Wednesday, November 3, 2010


The above picture comes from the Rally to Restore Fear and/or Sanity. I love it. A lot.
That piece of oaktag captures a lot of my frustration with my faith. I, quite literally, and if you've seen me discuss religion, you've actually seen me do it, facepalm upon seeing Christians in large numbers. There's a reason I've avoided Christian rallies and concerts for about 4 or 5 years now. I have lost faith in the ability of a large group to think rationally and thoroughly, the larger the group, the dumber the words. Now don't get me wrong. This isn't a phenomenon limited to the religiously affiliated like Christians and Muslims. Atheists and members of political parties exhibit similar poor thinking and behaviour as well. I don't talk about those as much because I don't identify as strongly with them. I have no reason to talk about them.  At heart, I don't see myself as a defender of the faith against non-believers. Looking back, reformation has always been a greater value to me than propogation. I am a Christian who's concerned about how absolutely, for lack of a more precise word, fucked up the Christian system has become.

Life is hard.

I never expected an easy life, haven't asked for one as an adult, but I didn't expect that a great deal of my spiritual struggle would be unlearning my Christian education. First and foremost, stands the injunction against seeing, knowing. Ostensibly the struggle lies with self-identifying Christians who aren't afraid to share their beliefs, but possess the sad distinction of being able to fit all their beliefs onto a sign. "But that would violate the amendment protecting Freedom of Speech!" "Well, you wouldn't need Freedom of Speech if you let Jesus speak for you." I think I could overcome that on my own. That bothers me but ready solutions exist.
The faith's foundation, the Bible, proves to be more painful by far. Beginning with the tree in the garden, the cleft in the rock where Moses was hid, on to the holy of holies in the Tabernacle and later the veil in the Temple, and finally the scattered verses throughout the psalms and the Pauline epistles that declare the unknowable and the what-should-not-be-known trouble me deeply.
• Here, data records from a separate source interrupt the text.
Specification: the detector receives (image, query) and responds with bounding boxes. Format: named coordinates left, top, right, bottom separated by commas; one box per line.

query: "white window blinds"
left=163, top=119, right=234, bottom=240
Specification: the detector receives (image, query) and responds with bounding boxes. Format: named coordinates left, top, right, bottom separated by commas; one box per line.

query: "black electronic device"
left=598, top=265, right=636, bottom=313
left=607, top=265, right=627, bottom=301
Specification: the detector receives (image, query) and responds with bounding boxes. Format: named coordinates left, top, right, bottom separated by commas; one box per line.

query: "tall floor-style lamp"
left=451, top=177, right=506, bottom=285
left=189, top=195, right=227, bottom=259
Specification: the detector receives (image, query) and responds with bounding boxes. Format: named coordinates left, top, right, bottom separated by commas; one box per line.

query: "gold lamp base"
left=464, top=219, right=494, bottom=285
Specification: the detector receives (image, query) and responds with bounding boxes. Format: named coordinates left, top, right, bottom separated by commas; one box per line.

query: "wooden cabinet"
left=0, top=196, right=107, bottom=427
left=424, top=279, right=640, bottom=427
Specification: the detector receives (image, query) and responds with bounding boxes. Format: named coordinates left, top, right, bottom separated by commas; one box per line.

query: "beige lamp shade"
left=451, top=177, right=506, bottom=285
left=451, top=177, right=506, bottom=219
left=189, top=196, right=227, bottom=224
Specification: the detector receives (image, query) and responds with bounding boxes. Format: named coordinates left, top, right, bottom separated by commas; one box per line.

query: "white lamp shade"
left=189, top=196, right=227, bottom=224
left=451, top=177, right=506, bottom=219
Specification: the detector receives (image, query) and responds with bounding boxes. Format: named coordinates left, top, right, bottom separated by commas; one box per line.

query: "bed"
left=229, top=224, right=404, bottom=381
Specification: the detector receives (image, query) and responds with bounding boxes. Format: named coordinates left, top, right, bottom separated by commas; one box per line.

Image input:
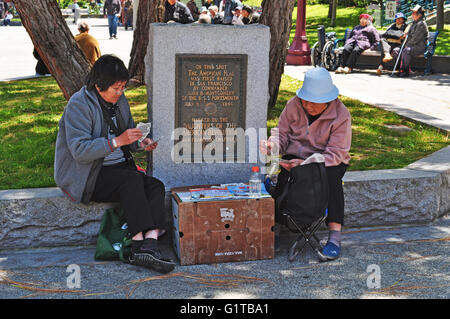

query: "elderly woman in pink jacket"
left=260, top=68, right=352, bottom=260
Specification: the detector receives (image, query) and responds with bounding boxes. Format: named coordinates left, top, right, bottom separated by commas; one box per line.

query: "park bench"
left=338, top=28, right=439, bottom=75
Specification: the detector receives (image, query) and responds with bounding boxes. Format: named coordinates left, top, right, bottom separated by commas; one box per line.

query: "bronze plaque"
left=175, top=54, right=247, bottom=159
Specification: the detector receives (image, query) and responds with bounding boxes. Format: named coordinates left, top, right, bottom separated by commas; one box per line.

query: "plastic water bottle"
left=248, top=166, right=261, bottom=198
left=264, top=156, right=280, bottom=193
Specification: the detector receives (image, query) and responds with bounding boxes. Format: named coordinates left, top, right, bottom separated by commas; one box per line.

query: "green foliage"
left=306, top=0, right=376, bottom=8
left=58, top=0, right=89, bottom=9
left=0, top=75, right=450, bottom=189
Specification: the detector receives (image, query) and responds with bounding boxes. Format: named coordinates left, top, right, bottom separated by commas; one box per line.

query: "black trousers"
left=272, top=155, right=348, bottom=225
left=92, top=163, right=167, bottom=236
left=342, top=42, right=364, bottom=69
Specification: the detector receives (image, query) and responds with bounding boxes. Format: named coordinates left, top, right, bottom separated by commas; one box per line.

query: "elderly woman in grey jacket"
left=335, top=13, right=380, bottom=74
left=392, top=5, right=428, bottom=77
left=55, top=55, right=174, bottom=272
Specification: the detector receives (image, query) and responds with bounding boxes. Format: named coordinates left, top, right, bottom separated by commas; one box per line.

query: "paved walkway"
left=284, top=65, right=450, bottom=132
left=0, top=18, right=450, bottom=131
left=0, top=19, right=450, bottom=302
left=0, top=217, right=450, bottom=302
left=0, top=19, right=133, bottom=81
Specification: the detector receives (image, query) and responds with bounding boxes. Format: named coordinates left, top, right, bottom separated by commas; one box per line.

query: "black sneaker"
left=129, top=239, right=175, bottom=273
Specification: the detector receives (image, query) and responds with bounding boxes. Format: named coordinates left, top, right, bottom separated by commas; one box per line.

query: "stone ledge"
left=0, top=146, right=450, bottom=250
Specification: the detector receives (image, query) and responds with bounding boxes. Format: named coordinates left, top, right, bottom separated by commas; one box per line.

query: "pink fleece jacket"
left=269, top=96, right=352, bottom=166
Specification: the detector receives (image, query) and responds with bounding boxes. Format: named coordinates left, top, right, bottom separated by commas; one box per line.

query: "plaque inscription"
left=175, top=54, right=247, bottom=159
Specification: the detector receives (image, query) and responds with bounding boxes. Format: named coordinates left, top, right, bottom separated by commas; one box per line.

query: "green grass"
left=0, top=75, right=450, bottom=189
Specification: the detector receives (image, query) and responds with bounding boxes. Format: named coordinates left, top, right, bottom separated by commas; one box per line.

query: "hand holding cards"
left=136, top=123, right=152, bottom=143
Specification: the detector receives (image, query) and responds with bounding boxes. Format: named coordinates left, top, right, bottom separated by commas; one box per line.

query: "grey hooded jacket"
left=54, top=87, right=137, bottom=204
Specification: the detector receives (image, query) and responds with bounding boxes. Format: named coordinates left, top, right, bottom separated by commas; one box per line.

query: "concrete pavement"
left=0, top=217, right=450, bottom=302
left=0, top=18, right=133, bottom=82
left=284, top=65, right=450, bottom=132
left=0, top=19, right=450, bottom=302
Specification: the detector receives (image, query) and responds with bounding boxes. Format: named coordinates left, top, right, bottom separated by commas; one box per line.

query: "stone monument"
left=145, top=23, right=270, bottom=189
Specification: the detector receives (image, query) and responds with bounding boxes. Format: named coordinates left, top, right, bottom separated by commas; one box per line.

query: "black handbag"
left=276, top=163, right=329, bottom=226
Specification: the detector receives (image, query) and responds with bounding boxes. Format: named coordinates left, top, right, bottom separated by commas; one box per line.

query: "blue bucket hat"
left=395, top=12, right=406, bottom=20
left=297, top=68, right=339, bottom=103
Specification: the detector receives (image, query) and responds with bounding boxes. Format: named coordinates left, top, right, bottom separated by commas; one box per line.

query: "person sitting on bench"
left=377, top=12, right=406, bottom=75
left=55, top=54, right=175, bottom=273
left=392, top=5, right=428, bottom=77
left=335, top=13, right=380, bottom=74
left=260, top=67, right=352, bottom=260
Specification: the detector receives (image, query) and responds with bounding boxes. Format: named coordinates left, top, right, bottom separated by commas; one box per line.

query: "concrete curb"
left=0, top=146, right=450, bottom=250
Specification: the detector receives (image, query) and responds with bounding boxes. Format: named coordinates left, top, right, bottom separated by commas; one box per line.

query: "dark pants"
left=92, top=163, right=166, bottom=236
left=272, top=155, right=348, bottom=225
left=380, top=38, right=401, bottom=67
left=108, top=14, right=119, bottom=37
left=342, top=42, right=364, bottom=69
left=392, top=46, right=425, bottom=72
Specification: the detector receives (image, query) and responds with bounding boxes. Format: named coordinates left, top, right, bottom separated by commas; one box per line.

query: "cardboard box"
left=172, top=188, right=275, bottom=265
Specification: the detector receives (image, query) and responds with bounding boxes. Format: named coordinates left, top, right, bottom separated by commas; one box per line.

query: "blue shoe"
left=319, top=242, right=341, bottom=261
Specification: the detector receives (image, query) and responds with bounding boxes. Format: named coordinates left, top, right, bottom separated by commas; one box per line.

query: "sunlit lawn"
left=0, top=76, right=450, bottom=189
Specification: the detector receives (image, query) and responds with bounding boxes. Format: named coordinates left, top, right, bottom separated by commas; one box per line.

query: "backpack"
left=94, top=208, right=131, bottom=262
left=276, top=163, right=329, bottom=226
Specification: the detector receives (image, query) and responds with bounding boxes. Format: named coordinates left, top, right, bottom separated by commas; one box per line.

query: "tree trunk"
left=260, top=0, right=297, bottom=109
left=13, top=0, right=90, bottom=100
left=330, top=0, right=337, bottom=27
left=128, top=0, right=166, bottom=86
left=436, top=0, right=444, bottom=30
left=328, top=0, right=333, bottom=19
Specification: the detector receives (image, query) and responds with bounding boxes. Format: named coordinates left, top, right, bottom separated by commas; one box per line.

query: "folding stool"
left=281, top=208, right=328, bottom=262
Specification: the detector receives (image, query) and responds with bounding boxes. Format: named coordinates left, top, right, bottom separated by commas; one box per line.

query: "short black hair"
left=86, top=54, right=130, bottom=92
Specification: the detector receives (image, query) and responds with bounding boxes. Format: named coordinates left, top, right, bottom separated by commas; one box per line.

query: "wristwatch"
left=111, top=138, right=119, bottom=148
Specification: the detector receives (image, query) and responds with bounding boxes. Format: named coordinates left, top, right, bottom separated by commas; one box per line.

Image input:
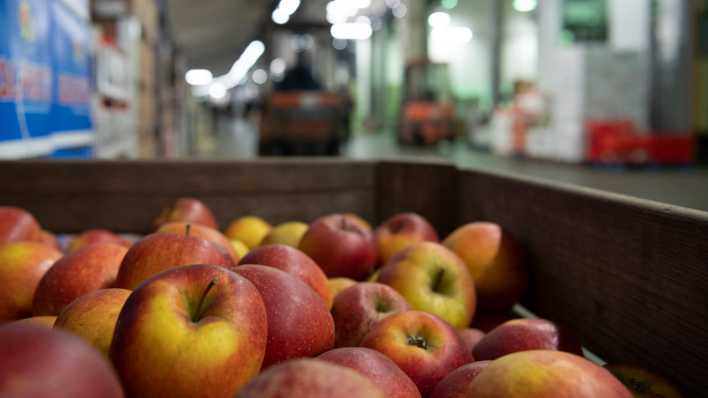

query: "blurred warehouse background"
left=0, top=0, right=708, bottom=167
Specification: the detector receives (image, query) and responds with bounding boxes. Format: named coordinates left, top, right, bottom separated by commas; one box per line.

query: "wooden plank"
left=376, top=161, right=459, bottom=238
left=459, top=171, right=708, bottom=397
left=0, top=160, right=376, bottom=233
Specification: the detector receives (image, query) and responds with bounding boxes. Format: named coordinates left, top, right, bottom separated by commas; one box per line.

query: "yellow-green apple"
left=259, top=221, right=307, bottom=247
left=237, top=359, right=386, bottom=398
left=317, top=347, right=420, bottom=398
left=224, top=216, right=273, bottom=249
left=155, top=198, right=219, bottom=229
left=464, top=351, right=632, bottom=398
left=0, top=322, right=123, bottom=398
left=54, top=289, right=131, bottom=356
left=332, top=283, right=410, bottom=347
left=37, top=230, right=61, bottom=251
left=327, top=278, right=357, bottom=300
left=605, top=364, right=683, bottom=398
left=114, top=233, right=235, bottom=290
left=32, top=243, right=128, bottom=315
left=11, top=315, right=57, bottom=329
left=430, top=361, right=492, bottom=398
left=300, top=214, right=376, bottom=280
left=0, top=242, right=62, bottom=323
left=110, top=265, right=268, bottom=398
left=472, top=319, right=582, bottom=361
left=378, top=242, right=475, bottom=329
left=457, top=329, right=485, bottom=361
left=241, top=245, right=332, bottom=308
left=443, top=223, right=528, bottom=310
left=231, top=240, right=250, bottom=258
left=234, top=265, right=334, bottom=368
left=0, top=206, right=42, bottom=244
left=375, top=213, right=438, bottom=264
left=157, top=222, right=241, bottom=264
left=66, top=229, right=130, bottom=253
left=361, top=311, right=469, bottom=397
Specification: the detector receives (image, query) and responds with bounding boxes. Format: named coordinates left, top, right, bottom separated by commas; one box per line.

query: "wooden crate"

There seems to be an injunction against exploration and learning. Now to be clear, it's not exploration of the physical sciences, origins, or anything like that. These are prohibitions against learning about God. But remember the context. These restrictions are the signs reading "No swimming here. Falling rock zone." Our knowledge of God outside the insulation of grace proves fatal.

Remembering that is hard.

Especially when combined with the culture of American Christianity. "You're a philosophy major? Why would you study something so anti-Gospel?" "Stanley, you think way too much. Just let it be, man." "Does the difference really matter, Stan? If we really had it wrong, wouldn't someone have said so already?" The specific boundaries that God set on knowledge were set on knowledge of him, the kindness of a holy God. We may as well complain about safety warnings on a nuclear reactor as complain about the warnings he gives of himself. Yet, throughout history so much of Christendom has misused these prohibitions and leveled them against learning and thinking. Your thoughts should not question the conclusions of authority, no matter how ridiculous a position is taken.

That's the fear common to large groups, no matter what that group believes. So the current question I've been ruminating can be phrased thus: "If groups hinder our search for truth, inhibit the desire to see, then how may one find fellowship and grow?"